Während zu früheren Zeiten die Honorare der (Zahn-) Ärzteschaft ausreichten, um einen für den Berufsstand angemessenen Lebensstil und eine adäquate Altersvorsorge aufbauen zu können, wurden nachfolgend den freiberuflichen Ärzten immer mehr Verpflichtungen auferlegt bei steigenden Kosten und rückläufigen Honoraren ohne Inflationsausgleich. Von einer „angemessenen“ Honorierung (sog. Ehrensold) ärztlicher Tätigkeit kann nicht mehr die Rede sein. Ein untrügliches Indiz dafür ist die Tatsache, dass es kaum noch Ärzte gibt, die bereit sind, sich unter diesen Bedingungen niederzulassen, so dass angesichts der Honorarentwicklung und der fehlenden Planungssicherheit ein Ärztemangel in nahezu allen Bereichen droht oder bereits spürbar ist.

Die gesetzliche Unterstellung der Ärzteschaft unter das „Gemeinwohl“ führt somit zu einer besonderen Fürsorgepflicht seitens des Staates.
Der Staat hat dabei den Ärzten als Bürgern gegenüber die Verpflichtung, deren Freiheitsrechte zu wahren und den Ermessensspielraum nicht zunehmend rechtswidrig auszuweiten.

„Unter dem Gemeinwohl stehend“ darf für die Ärzteschaft nicht länger bedeuten, sich immer weiter am ethischen Nasenring durch die Arena ziehen zu lassen, sondern dass der Staat den Ärzten für die mit der Enteignung von deren Bürgerrechten verbundenen Einschränkungen gemäß Grundgesetz eine Entschädigung schuldet.

Wir sehen daher die Notwendigkeit, abseits der Körperschaften eine Interessensvertretung der Ärzte, Zahnärzte und weiterer betroffener heilberuflich tätigen Berufsgruppen zu gründen.
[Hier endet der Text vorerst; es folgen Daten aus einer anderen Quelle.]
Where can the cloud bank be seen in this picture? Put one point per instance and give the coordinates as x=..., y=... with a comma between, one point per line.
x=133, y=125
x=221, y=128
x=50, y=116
Diese Interessensvertretung fordert die Fürsorgepflicht des Staates gegenüber den Ärzten ein. Sie wird alles dafür tun, die Freiheitsrechte der Ärzteschaft soweit irgend möglich wieder herzustellen. Sie wird dort Entschädigung für Beschneidung der Bürgerrechte einfordern, wo die Unterstellung der Ärzte unter das Gemeinwohl für unsere Berufsausübung im Sinne der Patienten unerlässlich ist.

Hierfür werden wir den bislang ungeschriebenen Vertrag zwischen Ärzten und Gesellschaft, bzw. deren politischer Repräsentanz in Staat und Regierung definieren und seine zukünftige Einhaltung in Hinsicht auf finanzielle Ausstattung und die Rahmenbedingungen unserer Arbeit einfordern. Nur so können auch für nachkommende Ärztegenerationen eine angemessene Honorierung und eine verbindliche Planungssicherheit entstehen.